The first step in the RCIA is known as the Pre-catechumenate. Here, people dip their toe into Catholicism. This is a time for interested folks to hear the Word, spend time with our community and ask lots and lots of questions. At the Cathedral of the Most Blessed Sacrament we begin by having them attend Alpha. Alpha is a gathering of folks over several weeks which seeks to introduce the basics of the Christian/Catholic faith through a series of talks and discussions. The second step is the catechumenate.
This is what we kicked off last week with the Rite of Welcome. The catechumens (those seeking baptism) and candidates (those already baptized but wanting to be fully initiated with Confirmation and Eucharist) move from being inquirers to people who begin to live the Christian life (though not yet full members). Our RCIA Director Marian Bart rapped on the door loudly (she used a tool to allow the knocking sound to echo through the Cathedral) to signify the want of the inquirers for “more.” Because of the pandemic, one of our enquirers joined us virtually. The other stood next to Marian waiting for us to officially welcome him literally into the Cathedral and figuratively into our community. Marian shared with me that the inquirer who was next to her did something no other inquirer ever did in her years of experience. He was so excited; he didn’t let her do it alone; he knocked on the vestibule door simultaneously with her. To me, this shows that he wants badly what we have.

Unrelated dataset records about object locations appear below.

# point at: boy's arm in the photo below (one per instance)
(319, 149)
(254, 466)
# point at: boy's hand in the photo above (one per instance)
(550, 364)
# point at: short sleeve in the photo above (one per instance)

Our job is to show these candidates and catechumens that we want them just as badly. They are not joining a collection of theological treatises and doctrines; they are trying to join a community. This is the what the Lord is calling us to be about. No bystanders. Therefore, I challenge you to cut out the list of names included in this bulletin (see page 4) or to find them on our website (Look under ‘News and Notes’ or use this link) and use it to pray for these folks daily. Also, I encourage you to take it one step further. Write them a note (send it to Marian at the Cathedral; she will get it to them). Introduce yourself, share your faith journey and offer them encouragement. When the pandemic settles more, introduce yourself in person. In other words, make what we celebrated last week a true Rite of Welcome.